I've listed some tips that are useful to keep in mind. 


1. I'm grateful to KM Weiland in Jane Eyre, The Writer’s Digest Annotated Classic for this basic piece of advice:

'The only dialogue that needs to be in your story, is dialogue that 1) moves the plot forward, 2) develops characters, or 3) preferably does both.'


2. 'Dialogue is not just quotation. It is grimaces, pauses, adjustments of blouse buttons, doodles on a napkin, and crossings of legs' says Jerome Stern. We can easily overlook the fact body language is a form on communication. It is linked to the next point.


3. Good dialogue is often about what is NOT being said. It's the oblique angle to a conversation, the incomplete sentence, the hint. In reality, we're often reluctant to come and say what we mean directly (unless it's an argument perhaps), therefore you can create great tension by leaving the thrust of the dialogue unspoken. The Hollywood scriptwriter, Robert Towne, famously once said, 'Good dialogue illustrates what people are not saying.'


4. Dialogue shouldn’t be realistic. It should be an illusion of realism. Realistic conversation is usually boring, it meanders, loses focus. Readers won't tolerate that!

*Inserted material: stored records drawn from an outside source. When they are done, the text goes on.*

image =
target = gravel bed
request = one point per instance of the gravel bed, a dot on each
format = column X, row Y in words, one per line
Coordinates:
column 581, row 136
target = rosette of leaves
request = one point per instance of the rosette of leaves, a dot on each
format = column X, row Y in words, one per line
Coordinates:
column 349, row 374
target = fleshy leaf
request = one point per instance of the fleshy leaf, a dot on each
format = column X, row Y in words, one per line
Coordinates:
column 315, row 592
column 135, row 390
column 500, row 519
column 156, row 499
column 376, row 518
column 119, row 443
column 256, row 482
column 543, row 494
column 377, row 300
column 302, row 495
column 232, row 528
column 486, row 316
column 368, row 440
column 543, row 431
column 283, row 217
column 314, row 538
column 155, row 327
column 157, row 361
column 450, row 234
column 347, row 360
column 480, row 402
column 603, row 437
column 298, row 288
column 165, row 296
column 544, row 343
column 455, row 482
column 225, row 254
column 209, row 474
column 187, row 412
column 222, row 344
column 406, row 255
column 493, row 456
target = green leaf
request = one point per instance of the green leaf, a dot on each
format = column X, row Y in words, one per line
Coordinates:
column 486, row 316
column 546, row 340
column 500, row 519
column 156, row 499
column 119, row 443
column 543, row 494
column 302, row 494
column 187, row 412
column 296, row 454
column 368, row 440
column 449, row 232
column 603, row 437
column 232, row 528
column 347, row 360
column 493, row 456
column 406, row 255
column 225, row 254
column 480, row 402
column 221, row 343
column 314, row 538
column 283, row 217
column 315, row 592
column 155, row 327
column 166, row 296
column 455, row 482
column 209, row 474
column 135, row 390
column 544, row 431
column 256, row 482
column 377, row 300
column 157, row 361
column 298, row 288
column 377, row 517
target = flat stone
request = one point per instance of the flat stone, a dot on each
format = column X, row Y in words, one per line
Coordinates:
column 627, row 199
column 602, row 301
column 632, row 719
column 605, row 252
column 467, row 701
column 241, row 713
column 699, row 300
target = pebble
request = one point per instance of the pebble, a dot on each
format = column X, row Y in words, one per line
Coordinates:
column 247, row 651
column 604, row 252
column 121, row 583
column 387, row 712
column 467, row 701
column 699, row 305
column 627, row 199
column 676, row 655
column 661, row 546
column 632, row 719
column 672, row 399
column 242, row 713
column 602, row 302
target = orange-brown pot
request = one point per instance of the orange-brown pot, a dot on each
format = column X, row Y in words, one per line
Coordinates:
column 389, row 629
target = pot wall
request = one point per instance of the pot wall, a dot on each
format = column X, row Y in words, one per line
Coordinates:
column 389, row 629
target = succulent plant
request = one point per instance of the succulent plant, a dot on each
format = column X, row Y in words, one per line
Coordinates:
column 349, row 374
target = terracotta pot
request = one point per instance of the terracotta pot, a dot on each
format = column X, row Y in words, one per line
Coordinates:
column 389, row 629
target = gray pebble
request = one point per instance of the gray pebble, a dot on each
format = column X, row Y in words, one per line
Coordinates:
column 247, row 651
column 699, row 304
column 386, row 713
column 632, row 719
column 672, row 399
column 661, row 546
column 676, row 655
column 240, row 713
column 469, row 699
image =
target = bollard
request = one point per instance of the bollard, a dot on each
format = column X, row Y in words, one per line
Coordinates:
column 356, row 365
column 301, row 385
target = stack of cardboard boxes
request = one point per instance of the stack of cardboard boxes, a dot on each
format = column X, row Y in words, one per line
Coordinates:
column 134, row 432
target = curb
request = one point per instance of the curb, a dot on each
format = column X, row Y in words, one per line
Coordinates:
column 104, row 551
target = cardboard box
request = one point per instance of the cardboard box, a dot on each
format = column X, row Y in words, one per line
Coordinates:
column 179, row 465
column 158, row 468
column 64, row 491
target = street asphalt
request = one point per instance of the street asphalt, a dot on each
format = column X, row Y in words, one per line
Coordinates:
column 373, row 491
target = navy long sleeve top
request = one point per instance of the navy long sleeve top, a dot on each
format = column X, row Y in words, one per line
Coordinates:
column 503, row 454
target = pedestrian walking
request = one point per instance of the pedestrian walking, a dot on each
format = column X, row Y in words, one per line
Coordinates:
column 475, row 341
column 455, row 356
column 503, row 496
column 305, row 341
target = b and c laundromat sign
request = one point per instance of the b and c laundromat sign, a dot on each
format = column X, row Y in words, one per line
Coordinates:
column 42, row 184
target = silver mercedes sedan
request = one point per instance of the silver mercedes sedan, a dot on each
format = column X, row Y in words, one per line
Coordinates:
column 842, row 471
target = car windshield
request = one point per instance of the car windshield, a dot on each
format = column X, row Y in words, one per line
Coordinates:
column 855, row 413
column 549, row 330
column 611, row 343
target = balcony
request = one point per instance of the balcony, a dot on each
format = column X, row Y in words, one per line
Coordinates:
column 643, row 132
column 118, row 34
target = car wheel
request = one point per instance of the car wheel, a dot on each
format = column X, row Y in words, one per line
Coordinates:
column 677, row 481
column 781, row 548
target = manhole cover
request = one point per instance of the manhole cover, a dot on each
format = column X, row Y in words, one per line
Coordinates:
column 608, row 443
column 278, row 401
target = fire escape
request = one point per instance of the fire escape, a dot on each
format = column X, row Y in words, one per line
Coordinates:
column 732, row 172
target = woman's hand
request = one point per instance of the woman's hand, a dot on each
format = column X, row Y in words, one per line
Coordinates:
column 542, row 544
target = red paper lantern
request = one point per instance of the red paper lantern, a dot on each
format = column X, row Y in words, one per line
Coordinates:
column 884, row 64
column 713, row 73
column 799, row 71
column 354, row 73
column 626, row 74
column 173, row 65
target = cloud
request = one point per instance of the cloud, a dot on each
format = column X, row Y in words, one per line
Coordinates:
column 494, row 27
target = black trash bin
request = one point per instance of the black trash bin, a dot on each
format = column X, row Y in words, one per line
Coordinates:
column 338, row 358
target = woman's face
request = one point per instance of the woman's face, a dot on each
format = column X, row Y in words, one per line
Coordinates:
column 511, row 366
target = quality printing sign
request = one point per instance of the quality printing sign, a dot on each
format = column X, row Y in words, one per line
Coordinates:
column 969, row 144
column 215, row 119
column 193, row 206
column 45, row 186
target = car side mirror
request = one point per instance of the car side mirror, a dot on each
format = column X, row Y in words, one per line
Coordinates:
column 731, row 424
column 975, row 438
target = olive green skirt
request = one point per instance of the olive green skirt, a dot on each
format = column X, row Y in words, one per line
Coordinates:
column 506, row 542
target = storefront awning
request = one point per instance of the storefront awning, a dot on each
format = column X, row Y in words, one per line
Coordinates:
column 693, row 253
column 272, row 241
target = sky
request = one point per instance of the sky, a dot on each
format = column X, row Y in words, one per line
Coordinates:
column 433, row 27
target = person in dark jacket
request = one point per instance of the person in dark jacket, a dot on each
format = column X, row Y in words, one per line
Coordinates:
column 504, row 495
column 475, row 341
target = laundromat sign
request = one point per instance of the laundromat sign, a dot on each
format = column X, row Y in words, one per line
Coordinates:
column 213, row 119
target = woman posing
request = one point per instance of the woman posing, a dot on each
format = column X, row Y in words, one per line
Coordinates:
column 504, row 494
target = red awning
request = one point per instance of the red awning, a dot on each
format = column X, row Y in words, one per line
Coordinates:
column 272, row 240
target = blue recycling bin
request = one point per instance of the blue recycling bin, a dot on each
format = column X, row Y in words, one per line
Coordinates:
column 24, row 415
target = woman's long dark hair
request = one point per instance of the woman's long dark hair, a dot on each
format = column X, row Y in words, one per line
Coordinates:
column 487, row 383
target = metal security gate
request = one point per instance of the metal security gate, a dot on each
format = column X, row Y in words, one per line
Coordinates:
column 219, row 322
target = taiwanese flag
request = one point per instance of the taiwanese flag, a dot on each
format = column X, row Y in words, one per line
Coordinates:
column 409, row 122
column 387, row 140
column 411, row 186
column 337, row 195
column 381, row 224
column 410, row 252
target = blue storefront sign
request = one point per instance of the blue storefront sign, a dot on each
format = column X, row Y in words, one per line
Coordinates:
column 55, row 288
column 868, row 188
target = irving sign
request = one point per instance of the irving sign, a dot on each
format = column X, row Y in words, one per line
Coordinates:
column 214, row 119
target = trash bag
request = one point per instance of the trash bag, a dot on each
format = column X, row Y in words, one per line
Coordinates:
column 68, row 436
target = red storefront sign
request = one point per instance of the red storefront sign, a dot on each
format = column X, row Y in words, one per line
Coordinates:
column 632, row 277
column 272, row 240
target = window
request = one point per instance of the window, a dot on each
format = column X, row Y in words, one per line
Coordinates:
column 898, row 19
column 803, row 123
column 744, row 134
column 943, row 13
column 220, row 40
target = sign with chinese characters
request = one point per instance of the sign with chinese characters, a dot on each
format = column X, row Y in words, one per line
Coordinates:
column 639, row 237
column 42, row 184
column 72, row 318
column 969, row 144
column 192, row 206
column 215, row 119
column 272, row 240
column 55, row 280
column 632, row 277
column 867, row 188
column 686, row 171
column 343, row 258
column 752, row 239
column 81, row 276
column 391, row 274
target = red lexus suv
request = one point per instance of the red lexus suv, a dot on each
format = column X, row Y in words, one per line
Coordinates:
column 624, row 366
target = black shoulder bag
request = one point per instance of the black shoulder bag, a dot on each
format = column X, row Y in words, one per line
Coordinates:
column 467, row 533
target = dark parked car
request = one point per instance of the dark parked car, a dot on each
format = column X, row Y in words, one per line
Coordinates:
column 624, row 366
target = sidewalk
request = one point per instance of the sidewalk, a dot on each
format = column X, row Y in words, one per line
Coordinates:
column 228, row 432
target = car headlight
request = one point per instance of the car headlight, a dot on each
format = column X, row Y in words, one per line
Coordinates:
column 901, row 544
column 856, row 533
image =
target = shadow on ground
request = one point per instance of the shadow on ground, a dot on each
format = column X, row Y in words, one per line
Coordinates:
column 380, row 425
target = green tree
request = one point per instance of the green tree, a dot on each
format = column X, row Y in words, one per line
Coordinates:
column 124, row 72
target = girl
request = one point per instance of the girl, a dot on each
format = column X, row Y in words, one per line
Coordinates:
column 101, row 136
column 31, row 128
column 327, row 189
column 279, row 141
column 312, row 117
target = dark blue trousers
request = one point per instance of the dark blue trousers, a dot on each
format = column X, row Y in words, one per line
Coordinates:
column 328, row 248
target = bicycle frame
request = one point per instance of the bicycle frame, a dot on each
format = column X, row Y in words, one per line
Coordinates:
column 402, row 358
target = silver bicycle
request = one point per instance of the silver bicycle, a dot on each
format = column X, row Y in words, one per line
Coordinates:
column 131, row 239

5. Banish adverbs. Allow the reader to decide how the words are being spoken. This brings them closer to your character. Don’t tell the reader – reveal it in their actions.


6. Get the voice of each speaker clear and distinct. Use their habitual phrases, tics, vocabulary, style of speech, accent, tone etc. We need to hear them say the words. And they need their voice to be different to everyone else whose voice we're hearing. (I like to practice by writing conversations between characters as an exercise, stuff that likely won't appear in the novel, it helps you 'find' the voice though.


7. The word said is largely ignored by the reader, it’s background noise. It's better than all the synonyms that inform the reader about how the words are spoken. Let your readers decide that.


8. Dialogue shouldn’t be used for exposition. We don't go around filling in backstories for others. If you do, they are probably highly tolerant of you or fast asleep.


Let the dialogue advance plot and character. Keep it tight. Most importantly, make every word count.